As can be seen, synthesizing these signals is not a trivial task, but I wanted to be the first on the team to try.
Observations & Assumptions
Each vertical pink line is a click, which can be interpreted as short bursts of noise. A pure noise signal is known to have non-zero amplitude on all frequencies in the spectrum. As shown above, this is not exactly seen in nature, but it is definitely true that each click is “noisy”.
Clicks are more spaced-out at the beginning of the train before filtering occurs. This is somewhat of a warm-up phase, where the time between clicks becomes shorter and shorter until reaching a dense, stable state.
The contour of the low-amplitude frequencies resembles the result of a cutoff-frequency-modulated bandstop filter. We like to call these regions “negative bands”.
Methodology
At the time I was working on this, I had just finished my first course in computer science, and my only programming experience was in MATLAB. I had also not taken an audio or signal processing course yet, so I had to teach myself.
I began by writing a “click generator”, which used MATLAB’s wgn() function to generate a short white Gaussian noise sample. The click generator inputs were parameters for an amplitude envelope, dictating time length of the attack and decay stages. This attack-decay envelope vector, ranging 0 to 1, is then multiplied element-wise with the noise sample vector to give a single synthesized click. Later in the project, I also tried sampling singular clicks from real click train audio produced by dolphins. Both methods give a similar result.
The inputs for the click train synthesis function were:
time length
contour shape (string)
periodicity
bandstop width
frequency range
There were also optional arguments for the warm-up phase I mentioned in my observations. The algorithm for actual synthesis is simple:
Generate a click, either using my generator or sampling.
Calculate N number of clicks needed to satisfy the input time length.
Create a vector V of N cutoff-frequency values, the output of our modulation function given the input shape, periodicity, and frequency range.

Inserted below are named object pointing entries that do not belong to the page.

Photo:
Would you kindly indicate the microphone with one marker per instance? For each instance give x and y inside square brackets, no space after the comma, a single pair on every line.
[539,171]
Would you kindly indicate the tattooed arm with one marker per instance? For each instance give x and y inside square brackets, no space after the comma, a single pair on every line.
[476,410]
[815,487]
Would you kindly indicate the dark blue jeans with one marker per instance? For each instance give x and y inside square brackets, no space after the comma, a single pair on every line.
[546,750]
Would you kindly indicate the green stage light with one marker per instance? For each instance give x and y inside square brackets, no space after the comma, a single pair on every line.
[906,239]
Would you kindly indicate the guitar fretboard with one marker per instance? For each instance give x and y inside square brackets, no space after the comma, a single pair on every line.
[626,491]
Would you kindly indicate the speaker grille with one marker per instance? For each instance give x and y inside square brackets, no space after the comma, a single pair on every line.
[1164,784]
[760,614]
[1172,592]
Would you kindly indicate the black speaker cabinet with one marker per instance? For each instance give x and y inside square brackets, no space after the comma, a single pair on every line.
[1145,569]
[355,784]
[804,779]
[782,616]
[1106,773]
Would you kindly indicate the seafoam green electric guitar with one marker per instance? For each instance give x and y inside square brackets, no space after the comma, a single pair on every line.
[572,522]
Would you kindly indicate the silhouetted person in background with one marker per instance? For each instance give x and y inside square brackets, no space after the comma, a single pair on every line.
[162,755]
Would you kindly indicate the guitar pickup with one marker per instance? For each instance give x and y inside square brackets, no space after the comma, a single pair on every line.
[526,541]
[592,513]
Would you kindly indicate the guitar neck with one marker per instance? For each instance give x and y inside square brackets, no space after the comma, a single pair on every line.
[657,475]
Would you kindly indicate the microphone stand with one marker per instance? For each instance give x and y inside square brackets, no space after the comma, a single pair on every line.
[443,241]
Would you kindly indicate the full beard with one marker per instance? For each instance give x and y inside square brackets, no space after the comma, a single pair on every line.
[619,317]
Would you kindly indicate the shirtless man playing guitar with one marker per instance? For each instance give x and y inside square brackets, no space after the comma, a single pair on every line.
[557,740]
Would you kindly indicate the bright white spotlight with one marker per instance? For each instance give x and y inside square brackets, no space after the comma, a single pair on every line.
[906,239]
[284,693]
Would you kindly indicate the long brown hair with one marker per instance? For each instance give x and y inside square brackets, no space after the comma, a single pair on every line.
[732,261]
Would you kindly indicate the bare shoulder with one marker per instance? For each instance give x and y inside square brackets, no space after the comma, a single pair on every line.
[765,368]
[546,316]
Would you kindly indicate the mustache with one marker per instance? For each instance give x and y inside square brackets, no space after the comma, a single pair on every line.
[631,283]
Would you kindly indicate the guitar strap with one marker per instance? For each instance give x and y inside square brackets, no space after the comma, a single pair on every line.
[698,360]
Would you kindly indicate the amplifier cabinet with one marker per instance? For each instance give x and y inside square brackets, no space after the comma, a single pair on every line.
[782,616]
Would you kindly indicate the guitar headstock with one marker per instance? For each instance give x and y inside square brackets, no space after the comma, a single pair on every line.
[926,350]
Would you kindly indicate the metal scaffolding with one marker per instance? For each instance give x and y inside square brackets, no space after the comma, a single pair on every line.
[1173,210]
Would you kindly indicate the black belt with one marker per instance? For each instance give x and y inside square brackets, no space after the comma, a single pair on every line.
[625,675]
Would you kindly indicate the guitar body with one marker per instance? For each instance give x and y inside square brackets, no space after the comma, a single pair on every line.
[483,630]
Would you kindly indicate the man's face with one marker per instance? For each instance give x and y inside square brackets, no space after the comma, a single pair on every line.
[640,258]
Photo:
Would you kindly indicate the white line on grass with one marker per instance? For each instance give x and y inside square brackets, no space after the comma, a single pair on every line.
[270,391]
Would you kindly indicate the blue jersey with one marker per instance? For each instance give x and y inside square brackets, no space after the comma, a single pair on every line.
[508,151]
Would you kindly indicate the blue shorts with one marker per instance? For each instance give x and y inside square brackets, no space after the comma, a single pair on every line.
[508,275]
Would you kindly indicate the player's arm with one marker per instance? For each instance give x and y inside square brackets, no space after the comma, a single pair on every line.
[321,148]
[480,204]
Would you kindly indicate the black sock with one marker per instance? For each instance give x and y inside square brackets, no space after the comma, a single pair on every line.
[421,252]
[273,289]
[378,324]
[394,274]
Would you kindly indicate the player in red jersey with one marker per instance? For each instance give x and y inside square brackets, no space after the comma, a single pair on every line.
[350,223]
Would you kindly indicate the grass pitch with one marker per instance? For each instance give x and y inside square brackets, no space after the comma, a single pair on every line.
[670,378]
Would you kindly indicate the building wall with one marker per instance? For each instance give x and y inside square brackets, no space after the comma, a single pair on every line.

Initialize a vector to be the output. For each value in V, a click is bandstop-filtered at the appropriate cutoff frequency and then concatenated to this output vector. A 0 vector is also appended with every iteration to give silence space in between clicks.
Results (?) & Comments
Here are some spectrograms of the signals generated by this script.
At the moment, the effectiveness of these signals are still unknown. Our hydrophones are physically unable to produce them at an audible level in the ocean. This is partly due to lacking hardware, and more partly due to the signals spanning the entire spectrum. Because of this, a delay has been put on the project until the signals can be properly produced and tested.
However, I would be surprised to find these succeed in the future. Just by visual comparison of real click trains and my synthesized ones, I believe that a different algorithm is needed for more accurate representation. In its current state, the results look unrealistic, lacking many properties of a real click train. For example, the clicks in my signals span the entire spectrum while real signals widely vary with time. There is so much we don’t know about click trains in general: How do dolphins produce them? Why do they produce them? Do they prefer this over whistles? What are the important properties of a click-train?
As for a better algorithm, I can definitely see machine learning playing a role. After all, click trains are complicated signals - perhaps a neural network could uncover the key features in synthesizing a realistic one.